- Born: 15 May 1930 India
- Died: 20 March 2017 (aged 86)
- Occupation: Lawyer

= Anil B. Divan =

Indian lawyer (1930–2017)

Anil B. Divan (15 May 1930 – 20 March 2017) was a senior advocate in India. He has been described as an eminent constitutional expert.

== Life and career ==
Anil B. Divan was born on 15 May 1930 and died 20 March 2017. He was president of Law Asia from 1991 to 1993. From February 2009 he was Associate President of the Bar Association of India. He argued in the Supreme Court of India on a "pro bono" basis in many Public Interest Litigations (PILs), some involving high-level corruption, as an "Amicus Curiae".
In 2004 he was a member of the committee on Water Resources Law of the International Law Association.
He has been appointed by the government to help resolve Cauvery Water Disputes.

In the late 1980s, Divan was one of the founders of the Centre for Public Interest Litigation, a Non-governmental organization that conducts litigation on matters of public interest.
The first president was Justice V. M. Tarkunde, who was also the founder of the People's Union for Civil Liberties.
Other founder members were senior advocates including Fali Sam Nariman, Shanti Bhushan, Rajinder Sachar and Colin Gonsalves.

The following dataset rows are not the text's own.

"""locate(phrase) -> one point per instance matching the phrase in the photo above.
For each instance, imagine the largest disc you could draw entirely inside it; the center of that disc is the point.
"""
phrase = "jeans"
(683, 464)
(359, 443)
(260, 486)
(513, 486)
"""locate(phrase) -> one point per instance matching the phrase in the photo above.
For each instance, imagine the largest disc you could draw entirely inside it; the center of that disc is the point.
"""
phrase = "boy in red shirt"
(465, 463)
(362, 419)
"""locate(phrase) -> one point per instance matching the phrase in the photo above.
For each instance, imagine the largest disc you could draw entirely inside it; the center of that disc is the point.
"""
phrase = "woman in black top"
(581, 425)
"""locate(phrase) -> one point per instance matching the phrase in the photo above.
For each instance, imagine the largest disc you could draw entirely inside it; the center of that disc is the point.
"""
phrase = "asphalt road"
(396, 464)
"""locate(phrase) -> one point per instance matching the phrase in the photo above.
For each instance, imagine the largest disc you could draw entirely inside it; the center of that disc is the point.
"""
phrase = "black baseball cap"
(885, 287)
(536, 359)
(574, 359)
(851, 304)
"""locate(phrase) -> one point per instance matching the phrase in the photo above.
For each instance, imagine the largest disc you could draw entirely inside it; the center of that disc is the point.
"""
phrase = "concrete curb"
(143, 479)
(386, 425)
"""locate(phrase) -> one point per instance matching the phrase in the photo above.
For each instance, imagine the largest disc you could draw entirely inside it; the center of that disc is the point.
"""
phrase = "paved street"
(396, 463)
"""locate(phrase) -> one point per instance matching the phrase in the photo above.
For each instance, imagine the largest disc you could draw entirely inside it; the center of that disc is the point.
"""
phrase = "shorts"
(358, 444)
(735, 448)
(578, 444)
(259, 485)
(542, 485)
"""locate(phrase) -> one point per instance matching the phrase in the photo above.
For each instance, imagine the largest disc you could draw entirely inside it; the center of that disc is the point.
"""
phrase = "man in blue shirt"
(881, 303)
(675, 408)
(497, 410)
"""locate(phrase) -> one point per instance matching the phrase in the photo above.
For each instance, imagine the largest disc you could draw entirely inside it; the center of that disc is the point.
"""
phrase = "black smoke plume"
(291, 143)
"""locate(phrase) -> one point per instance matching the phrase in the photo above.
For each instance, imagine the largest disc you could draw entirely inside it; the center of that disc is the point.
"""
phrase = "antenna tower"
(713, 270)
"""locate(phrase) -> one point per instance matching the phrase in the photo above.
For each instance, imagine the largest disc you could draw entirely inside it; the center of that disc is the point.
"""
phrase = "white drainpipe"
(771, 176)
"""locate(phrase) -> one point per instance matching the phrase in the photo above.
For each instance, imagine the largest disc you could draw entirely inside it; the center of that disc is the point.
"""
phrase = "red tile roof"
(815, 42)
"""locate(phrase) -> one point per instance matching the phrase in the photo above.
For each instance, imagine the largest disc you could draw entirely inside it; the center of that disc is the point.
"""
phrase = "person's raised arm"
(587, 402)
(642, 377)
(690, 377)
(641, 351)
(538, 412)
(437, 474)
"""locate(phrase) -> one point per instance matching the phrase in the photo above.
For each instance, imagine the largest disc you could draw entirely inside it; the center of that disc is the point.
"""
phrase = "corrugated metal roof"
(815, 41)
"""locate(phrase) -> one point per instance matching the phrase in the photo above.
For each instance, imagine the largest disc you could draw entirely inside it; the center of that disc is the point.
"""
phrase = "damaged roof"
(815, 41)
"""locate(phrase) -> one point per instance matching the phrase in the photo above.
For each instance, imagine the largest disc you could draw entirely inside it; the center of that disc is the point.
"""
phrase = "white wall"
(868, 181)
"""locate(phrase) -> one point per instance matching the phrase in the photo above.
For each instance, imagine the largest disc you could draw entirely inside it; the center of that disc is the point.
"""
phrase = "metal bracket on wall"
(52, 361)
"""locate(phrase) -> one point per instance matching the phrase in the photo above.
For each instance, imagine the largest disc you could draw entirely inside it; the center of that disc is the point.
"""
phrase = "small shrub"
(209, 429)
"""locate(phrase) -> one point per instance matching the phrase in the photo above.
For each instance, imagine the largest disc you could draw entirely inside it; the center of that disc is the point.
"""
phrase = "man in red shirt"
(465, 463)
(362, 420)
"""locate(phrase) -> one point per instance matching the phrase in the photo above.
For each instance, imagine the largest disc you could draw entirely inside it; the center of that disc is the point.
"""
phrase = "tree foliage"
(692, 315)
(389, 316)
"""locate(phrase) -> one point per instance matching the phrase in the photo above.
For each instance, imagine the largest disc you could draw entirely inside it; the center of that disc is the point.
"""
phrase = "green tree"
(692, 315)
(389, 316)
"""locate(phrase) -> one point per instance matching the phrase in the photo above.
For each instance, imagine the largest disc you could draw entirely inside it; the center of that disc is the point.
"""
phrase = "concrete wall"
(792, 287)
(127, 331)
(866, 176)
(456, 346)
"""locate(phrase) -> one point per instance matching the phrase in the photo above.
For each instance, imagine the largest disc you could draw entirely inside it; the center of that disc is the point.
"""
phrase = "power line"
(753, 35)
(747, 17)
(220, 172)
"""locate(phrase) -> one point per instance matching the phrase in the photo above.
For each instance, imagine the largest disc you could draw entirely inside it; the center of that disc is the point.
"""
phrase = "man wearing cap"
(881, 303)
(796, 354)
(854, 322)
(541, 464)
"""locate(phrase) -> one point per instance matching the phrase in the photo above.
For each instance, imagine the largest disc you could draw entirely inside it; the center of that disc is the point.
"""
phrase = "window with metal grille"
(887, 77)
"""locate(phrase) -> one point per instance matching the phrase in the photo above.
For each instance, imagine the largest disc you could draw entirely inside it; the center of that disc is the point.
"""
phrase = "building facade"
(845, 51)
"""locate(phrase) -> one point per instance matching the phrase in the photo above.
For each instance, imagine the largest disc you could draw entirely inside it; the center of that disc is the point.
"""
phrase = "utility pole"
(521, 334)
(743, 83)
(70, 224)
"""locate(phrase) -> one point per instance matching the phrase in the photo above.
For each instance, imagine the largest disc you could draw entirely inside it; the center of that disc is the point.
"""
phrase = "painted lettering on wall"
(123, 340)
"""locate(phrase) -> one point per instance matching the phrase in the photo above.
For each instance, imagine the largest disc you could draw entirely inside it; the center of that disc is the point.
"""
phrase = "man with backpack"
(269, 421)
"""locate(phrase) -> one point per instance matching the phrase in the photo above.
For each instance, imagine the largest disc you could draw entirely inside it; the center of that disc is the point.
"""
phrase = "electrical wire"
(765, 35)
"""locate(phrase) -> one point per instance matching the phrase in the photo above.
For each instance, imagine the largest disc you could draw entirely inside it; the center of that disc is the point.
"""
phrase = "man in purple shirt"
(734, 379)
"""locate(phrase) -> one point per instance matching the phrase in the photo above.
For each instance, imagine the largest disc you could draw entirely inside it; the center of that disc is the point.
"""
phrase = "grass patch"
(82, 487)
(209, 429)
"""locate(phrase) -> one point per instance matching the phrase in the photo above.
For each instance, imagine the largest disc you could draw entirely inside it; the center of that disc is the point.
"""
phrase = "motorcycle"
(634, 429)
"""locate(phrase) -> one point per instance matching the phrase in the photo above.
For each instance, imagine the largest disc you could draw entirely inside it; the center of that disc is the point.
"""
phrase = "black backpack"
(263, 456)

In February 2005, Prashant Bhushan and Anil B. Divan were counsel for the Centre for Public Interest Litigation (CPIL) seeking quashing of the CVC Act, 2003, which requires the CBI to obtain permission from the Union government before registering corruption cases against senior bureaucrats. Bhushan argued that the act violated the basic rights of citizens and was counter to the rule of law. The Supreme Court referred the question to a constitution bench of five judges.
Divan was a member of the Committee on Judicial Accountability.
Commenting on the Judges Enquiry Bill, 2006, he said "The aforementioned new bill is worse than the old Judges Inquiry Act and it needs to be scrapped in toto. This new bill is nothing but a sham".
Divan's son Shyam Divan is also a lawyer practising in the Supreme Court. His daughter-in-law, Madhavi Goradia Divan is an author of books on law and also a practising lawyer.